On November 26, 2018, the U.S. Treasury released proposed regulations under section 163(j) of the Internal Revenue Code, which, as amended by last year's tax reform, generally limits deductibility of net business interest expense to 30 percent of adjusted taxable income ("ATI"). Taxpayers generally may apply the proposed regulations to taxable years beginning after 2017.
Notable Aspects of the Proposed Regulations
Broad Definition of "Interest." The new limitation applies to a wide range of payments for the use or forbearance of money, including commitment fees, debt issuance costs, and swap payments and other hedging activities (e.g., foreign currency forward transactions) made in connection with lending transactions.

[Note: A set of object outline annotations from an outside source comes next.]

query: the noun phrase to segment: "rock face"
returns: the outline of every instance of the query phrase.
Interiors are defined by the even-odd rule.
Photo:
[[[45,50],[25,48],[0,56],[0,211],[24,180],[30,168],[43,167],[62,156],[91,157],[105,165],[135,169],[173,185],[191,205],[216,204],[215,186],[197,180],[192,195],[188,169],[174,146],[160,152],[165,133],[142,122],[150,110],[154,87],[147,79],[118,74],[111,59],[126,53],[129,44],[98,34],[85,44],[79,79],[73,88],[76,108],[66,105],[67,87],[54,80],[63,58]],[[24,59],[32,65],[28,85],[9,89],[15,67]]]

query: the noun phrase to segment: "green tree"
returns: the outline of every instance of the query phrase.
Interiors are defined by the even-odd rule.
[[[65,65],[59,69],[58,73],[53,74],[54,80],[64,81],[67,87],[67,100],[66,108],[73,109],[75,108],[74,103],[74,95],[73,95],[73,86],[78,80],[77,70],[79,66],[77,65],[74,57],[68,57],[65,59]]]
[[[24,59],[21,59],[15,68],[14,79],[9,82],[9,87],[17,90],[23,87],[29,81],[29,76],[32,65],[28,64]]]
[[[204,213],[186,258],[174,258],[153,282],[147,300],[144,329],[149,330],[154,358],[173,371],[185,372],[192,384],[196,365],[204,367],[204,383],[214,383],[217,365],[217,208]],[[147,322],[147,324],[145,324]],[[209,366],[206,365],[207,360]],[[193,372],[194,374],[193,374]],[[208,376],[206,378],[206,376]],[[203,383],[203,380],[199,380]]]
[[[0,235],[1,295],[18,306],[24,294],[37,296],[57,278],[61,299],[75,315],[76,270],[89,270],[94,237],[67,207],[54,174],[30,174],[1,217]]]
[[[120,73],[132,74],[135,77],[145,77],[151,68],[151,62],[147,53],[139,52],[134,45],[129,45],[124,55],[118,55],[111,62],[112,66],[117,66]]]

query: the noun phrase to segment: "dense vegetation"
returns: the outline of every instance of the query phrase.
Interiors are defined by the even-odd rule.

ATI Calculation. To compute ATI, taxpayers compute their taxable income and then add/subtract specified adjustments, including, for taxable years beginning before 2022, adding back depreciation and amortization. The regulations provide that an amount incurred as depreciation or amortization but capitalized to inventory and included in cost of goods sold may not be added back, presumably even upon disposition of the inventory, a harsh result for inventory-rich taxpayers.

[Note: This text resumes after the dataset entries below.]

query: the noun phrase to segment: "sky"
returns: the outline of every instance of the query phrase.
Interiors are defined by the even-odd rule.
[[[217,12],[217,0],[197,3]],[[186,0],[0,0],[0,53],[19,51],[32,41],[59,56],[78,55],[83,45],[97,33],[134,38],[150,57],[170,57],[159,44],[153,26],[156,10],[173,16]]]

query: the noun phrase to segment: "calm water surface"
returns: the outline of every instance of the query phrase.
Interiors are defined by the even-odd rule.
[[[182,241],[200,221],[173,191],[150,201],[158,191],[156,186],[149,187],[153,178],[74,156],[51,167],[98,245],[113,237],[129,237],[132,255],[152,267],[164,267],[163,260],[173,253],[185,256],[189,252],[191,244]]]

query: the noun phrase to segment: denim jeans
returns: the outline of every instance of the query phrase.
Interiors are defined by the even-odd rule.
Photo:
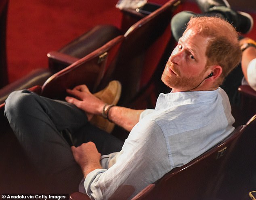
[[[78,190],[83,177],[71,145],[95,143],[102,154],[120,150],[123,142],[94,127],[84,112],[67,102],[28,90],[12,93],[5,115],[26,156],[39,172],[48,192]]]

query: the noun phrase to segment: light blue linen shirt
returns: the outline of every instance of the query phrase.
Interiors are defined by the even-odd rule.
[[[103,156],[103,169],[89,173],[80,191],[92,199],[130,199],[222,140],[234,121],[220,88],[161,94],[155,109],[141,113],[122,150]]]

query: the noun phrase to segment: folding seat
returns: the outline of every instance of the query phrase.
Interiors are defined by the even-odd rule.
[[[249,199],[256,190],[256,114],[246,123],[227,160],[226,169],[217,190],[223,200]]]
[[[95,92],[109,66],[115,62],[116,55],[124,40],[118,36],[84,58],[49,78],[44,83],[40,94],[63,100],[66,89],[85,84]]]
[[[132,200],[214,199],[216,184],[225,169],[227,156],[243,134],[245,127],[237,127],[219,144],[188,163],[174,169]],[[78,192],[70,196],[73,200],[90,199]]]
[[[84,58],[51,76],[43,84],[29,89],[39,95],[63,99],[67,88],[85,84],[93,91],[106,68],[115,62],[124,36],[119,35]],[[0,104],[0,191],[9,193],[42,192],[44,185],[28,162],[4,116],[4,104]],[[34,173],[34,174],[33,173]]]
[[[170,23],[174,10],[179,3],[178,0],[169,0],[126,31],[124,34],[125,40],[120,47],[116,62],[109,66],[99,90],[104,88],[111,80],[120,81],[122,84],[123,92],[119,104],[128,105],[137,98],[143,89],[148,88],[149,83],[155,74],[157,67],[159,65],[163,67],[169,57],[170,51],[168,50],[166,54],[166,50],[171,40]],[[67,54],[67,58],[71,59],[71,62],[73,57],[71,54],[77,51],[75,46],[80,43],[84,43],[86,40],[86,37],[83,35],[75,41],[76,45],[73,45],[71,42],[64,48]],[[71,49],[69,49],[71,46]],[[81,55],[81,51],[78,51]],[[51,52],[48,54],[49,62],[57,63],[57,60],[53,60],[58,59],[58,56],[52,56],[52,54]],[[64,51],[61,52],[63,56],[63,54],[65,54]],[[73,59],[76,58],[73,57]],[[68,62],[67,60],[63,63]],[[61,60],[59,62],[62,61]],[[163,67],[160,69],[161,72],[163,69]]]
[[[6,65],[6,24],[9,1],[0,2],[0,88],[8,83]]]
[[[235,126],[245,124],[256,113],[256,91],[248,85],[240,85],[238,90],[240,102],[231,105]]]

Excepted Businesses. Business interest includes only interest allocable to a trade or business under section 162 of the Internal Revenue Code, excluding certain businesses excepted from section 163(j) (e.g., regulated utilities, electing real property businesses). The regulations provide guidance relating to allocations of interest among excepted and non-excepted businesses and the procedure for certain businesses to elect out of section 163(j).

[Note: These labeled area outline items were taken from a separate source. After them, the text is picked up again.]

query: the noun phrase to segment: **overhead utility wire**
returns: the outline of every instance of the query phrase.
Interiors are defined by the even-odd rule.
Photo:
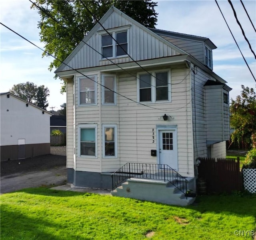
[[[241,3],[242,4],[242,5],[243,6],[243,7],[244,8],[244,11],[245,11],[245,12],[246,13],[246,14],[247,15],[247,16],[248,17],[248,18],[249,18],[249,20],[250,20],[250,21],[251,22],[251,23],[252,24],[252,27],[254,29],[254,31],[255,31],[255,32],[256,32],[256,29],[255,29],[255,28],[254,27],[254,26],[253,25],[253,24],[252,23],[252,20],[251,20],[251,18],[250,17],[250,16],[249,16],[249,14],[248,14],[248,13],[247,12],[247,11],[246,10],[246,8],[245,8],[245,7],[244,6],[244,4],[243,3],[243,2],[242,1],[242,0],[240,0],[240,2],[241,2]]]
[[[118,43],[118,42],[116,41],[116,40],[113,37],[113,36],[112,36],[112,34],[111,34],[110,33],[108,30],[104,27],[104,26],[100,23],[100,21],[99,20],[98,20],[98,19],[96,18],[96,17],[95,16],[90,10],[89,9],[89,8],[87,8],[87,7],[86,7],[85,5],[84,4],[83,2],[82,1],[82,0],[80,0],[80,2],[83,4],[83,5],[86,8],[86,10],[94,18],[94,19],[95,19],[95,20],[96,20],[96,21],[98,23],[100,26],[102,27],[102,28],[106,31],[106,32],[111,37],[111,38],[115,41],[115,42],[117,43],[118,45],[120,47],[121,47],[121,48],[122,48],[122,49],[123,50],[123,51],[130,57],[130,58],[132,59],[132,61],[133,61],[134,63],[136,63],[138,66],[139,66],[141,68],[142,68],[142,69],[143,69],[145,72],[146,72],[146,73],[148,73],[148,74],[149,74],[151,76],[152,76],[152,77],[154,77],[154,78],[155,78],[156,79],[158,80],[159,80],[160,81],[161,81],[162,82],[164,82],[164,83],[166,83],[165,82],[164,82],[164,81],[163,81],[162,80],[161,80],[161,79],[157,79],[156,77],[155,76],[154,76],[153,75],[152,75],[151,73],[150,73],[149,72],[148,72],[146,69],[145,69],[145,68],[143,67],[142,66],[141,66],[141,65],[140,65],[139,63],[138,63],[137,62],[136,62],[129,54],[129,53],[127,53],[127,52],[125,50],[125,49],[124,49],[124,48],[123,48],[123,47],[121,45],[120,45]],[[170,84],[171,85],[171,83],[167,83],[168,84]]]
[[[38,5],[37,5],[34,2],[32,2],[32,1],[31,1],[31,0],[29,0],[29,1],[30,2],[31,2],[32,4],[34,5],[38,8],[39,9],[41,10],[41,11],[42,11],[42,12],[43,12],[45,14],[47,14],[48,16],[49,16],[49,17],[50,17],[55,22],[56,22],[57,24],[58,24],[61,27],[62,27],[62,28],[64,28],[66,29],[66,30],[67,30],[70,33],[71,33],[73,35],[73,36],[74,36],[74,37],[75,37],[79,41],[80,41],[83,42],[87,46],[88,46],[88,47],[89,47],[91,48],[92,49],[93,49],[93,50],[95,51],[97,53],[99,53],[99,54],[101,55],[101,56],[102,56],[104,58],[106,58],[109,61],[111,62],[112,63],[113,63],[113,64],[114,64],[117,67],[119,67],[119,68],[120,68],[120,69],[121,69],[123,71],[124,71],[125,72],[127,73],[128,73],[130,75],[131,75],[132,77],[135,77],[136,79],[139,79],[140,81],[142,81],[142,82],[143,82],[144,83],[146,83],[147,84],[148,84],[148,85],[149,85],[150,86],[152,86],[152,87],[154,87],[155,88],[156,88],[156,86],[154,86],[154,85],[151,85],[150,84],[148,83],[147,83],[146,82],[144,81],[144,80],[143,80],[142,79],[140,79],[140,78],[139,78],[138,77],[137,77],[137,76],[136,76],[136,75],[133,75],[131,73],[130,73],[130,72],[128,72],[126,69],[123,68],[122,67],[121,67],[119,66],[117,63],[115,63],[114,62],[112,61],[111,59],[110,59],[108,58],[107,57],[105,57],[105,56],[104,56],[102,53],[100,53],[98,51],[97,51],[96,49],[95,49],[92,47],[91,46],[90,46],[90,45],[88,44],[86,42],[85,42],[84,41],[83,39],[81,39],[80,37],[77,37],[77,35],[74,34],[73,32],[72,32],[69,29],[68,29],[68,28],[64,26],[63,25],[62,25],[61,23],[60,23],[60,22],[59,22],[58,21],[56,20],[56,19],[55,19],[51,14],[50,14],[49,13],[47,12],[43,8],[42,8],[41,7],[38,6]],[[190,74],[190,71],[191,71],[191,70],[190,70],[190,71],[189,71],[189,72],[188,73],[188,74],[187,74],[187,75],[182,79],[182,81],[181,81],[179,83],[170,83],[170,84],[171,85],[176,85],[176,84],[179,84],[180,83],[181,83],[183,81],[184,81],[186,79],[186,78],[187,77],[188,77],[188,76]],[[183,93],[183,92],[188,92],[188,91],[190,91],[190,89],[189,89],[188,90],[187,90],[186,91],[180,91],[180,92],[174,92],[174,91],[168,91],[168,92],[171,92],[171,93]]]
[[[215,0],[215,2],[216,3],[216,4],[217,4],[217,6],[218,6],[218,8],[219,10],[220,10],[220,13],[221,13],[221,15],[222,16],[222,17],[223,17],[223,18],[224,19],[224,20],[225,20],[225,22],[226,24],[227,24],[227,26],[228,26],[228,29],[229,30],[229,31],[230,32],[230,33],[231,33],[231,35],[232,35],[232,37],[233,37],[233,38],[234,39],[234,40],[235,41],[235,42],[236,43],[236,45],[237,46],[237,47],[238,48],[238,49],[239,49],[239,51],[240,51],[240,53],[241,53],[241,54],[242,55],[242,57],[243,57],[243,58],[244,59],[244,60],[245,62],[245,63],[246,63],[246,65],[248,67],[248,68],[249,69],[249,70],[250,71],[250,72],[251,73],[251,74],[252,74],[252,77],[254,79],[254,81],[255,81],[255,82],[256,82],[256,79],[255,79],[255,77],[254,76],[253,73],[252,73],[252,71],[251,70],[251,69],[250,69],[250,67],[249,66],[249,65],[248,65],[248,63],[247,63],[247,62],[245,58],[244,58],[244,55],[242,53],[242,51],[241,51],[241,50],[240,49],[240,48],[239,47],[239,46],[238,46],[238,45],[237,43],[237,42],[236,42],[236,40],[235,37],[234,36],[234,35],[233,35],[233,33],[232,33],[232,31],[230,30],[230,29],[229,28],[229,26],[228,26],[228,23],[227,22],[227,21],[226,20],[226,19],[225,18],[225,17],[224,17],[224,15],[223,15],[223,14],[222,14],[222,12],[221,10],[220,9],[220,6],[219,6],[219,4],[218,4],[218,2],[217,2],[217,1],[216,0]]]
[[[245,35],[245,33],[244,33],[244,31],[243,29],[243,28],[242,27],[242,25],[240,23],[240,22],[239,22],[239,21],[238,20],[238,18],[237,18],[236,13],[236,10],[235,10],[235,9],[234,8],[234,6],[233,6],[233,4],[232,4],[232,3],[231,2],[231,1],[230,1],[230,0],[228,0],[228,2],[229,4],[230,5],[230,6],[231,6],[231,8],[232,8],[232,10],[233,10],[233,12],[234,12],[234,16],[235,16],[235,18],[236,18],[236,22],[237,23],[237,24],[239,26],[239,27],[240,27],[240,28],[241,29],[241,31],[242,31],[242,33],[243,34],[243,35],[244,37],[244,39],[245,39],[245,40],[247,42],[247,43],[249,45],[249,47],[251,49],[251,51],[252,53],[252,54],[254,55],[254,58],[256,59],[256,55],[255,55],[255,53],[253,51],[253,50],[252,48],[252,46],[251,46],[251,44],[250,44],[250,42],[249,41],[249,40],[248,40],[248,39],[247,39],[247,38],[246,37]]]
[[[55,57],[53,55],[52,55],[52,54],[51,54],[50,53],[49,53],[47,52],[45,50],[44,50],[43,49],[42,49],[42,48],[41,48],[41,47],[38,47],[38,46],[37,46],[37,45],[36,45],[36,44],[35,44],[34,43],[32,43],[32,42],[30,41],[29,41],[29,40],[28,40],[28,39],[27,39],[25,37],[23,37],[23,36],[22,36],[21,35],[20,35],[20,34],[19,34],[19,33],[17,33],[15,31],[14,31],[14,30],[12,30],[12,29],[11,29],[11,28],[10,28],[7,27],[6,25],[5,25],[4,24],[2,24],[2,22],[0,22],[0,24],[1,24],[3,26],[4,26],[4,27],[5,27],[6,28],[7,28],[8,29],[9,29],[9,30],[10,30],[10,31],[12,31],[12,32],[15,33],[16,34],[17,34],[18,36],[20,37],[21,38],[23,38],[23,39],[24,39],[24,40],[25,40],[26,41],[28,41],[29,43],[31,43],[31,44],[32,44],[32,45],[34,45],[35,47],[37,47],[40,50],[43,51],[44,52],[46,53],[47,53],[47,54],[48,54],[48,55],[49,55],[50,56],[51,56],[51,57],[52,57],[55,58],[57,60],[58,60],[58,61],[60,61],[60,63],[63,63],[65,65],[66,65],[67,67],[69,67],[72,70],[74,70],[75,71],[76,71],[76,72],[77,72],[78,73],[80,73],[80,74],[81,74],[83,76],[84,76],[84,77],[85,77],[88,78],[89,79],[90,79],[90,80],[92,80],[92,81],[93,81],[93,82],[94,82],[94,83],[98,83],[98,84],[99,84],[99,85],[101,86],[102,87],[103,87],[104,88],[105,88],[106,89],[108,89],[109,90],[110,90],[110,91],[111,91],[112,92],[114,92],[114,93],[116,93],[116,94],[117,94],[118,95],[119,95],[119,96],[122,96],[123,97],[124,97],[125,98],[126,98],[127,99],[130,100],[130,101],[132,101],[132,102],[135,102],[136,103],[138,103],[140,105],[143,105],[144,106],[146,106],[146,107],[148,107],[148,108],[152,108],[153,109],[156,109],[156,110],[161,110],[162,111],[170,111],[170,110],[167,110],[166,109],[162,109],[161,108],[154,108],[154,107],[152,107],[149,106],[148,106],[146,105],[145,104],[144,104],[143,103],[141,103],[140,102],[138,102],[136,101],[135,101],[135,100],[133,100],[132,99],[130,98],[128,98],[126,96],[124,96],[123,95],[122,95],[122,94],[120,94],[120,93],[119,93],[118,92],[116,92],[115,91],[114,91],[114,90],[112,90],[112,89],[110,89],[108,88],[108,87],[104,86],[104,85],[103,85],[102,84],[101,84],[101,83],[98,83],[97,82],[97,81],[96,81],[95,80],[94,80],[94,79],[92,79],[91,78],[90,78],[90,77],[88,77],[88,76],[86,76],[86,75],[84,74],[83,73],[81,73],[79,71],[78,71],[77,70],[73,68],[73,67],[72,67],[69,66],[68,64],[66,64],[66,63],[64,63],[64,62],[63,62],[61,60],[60,60],[60,59],[58,59],[57,57]],[[187,104],[186,104],[186,105]],[[186,106],[185,105],[185,106]],[[182,108],[183,108],[182,107]],[[180,109],[180,108],[179,108]]]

Foreign Corporations. The regulations apply to determine the deductibility of a controlled foreign corporation's interest expense generally in the same manner as a U.S. corporation with certain complex modifications. Business interest expense reduces the E&P of a foreign corporation even if not currently deductible as a result of section 163(j) (e.g., for purposes of the E&P limitation applicable to Subpart F). This could affect calculations under the new GILTI rules.
Partnerships. The regulations provide guidance on computing the limitation at the partnership level and the carryforward of disallowed interest of a partnership by its partners. Interestingly, while disallowed interest carried forward by a partner may be deducted in a subsequent year only if the partnership allocates excess limitation to the partner in that year, there appears to be no prohibition on using excess limitation from one trade or business of a partnership to permit deductibility of interest arising from another trade or business.
Consolidated Groups. As anticipated, the regulations clarify that consolidated groups calculate a single limitation.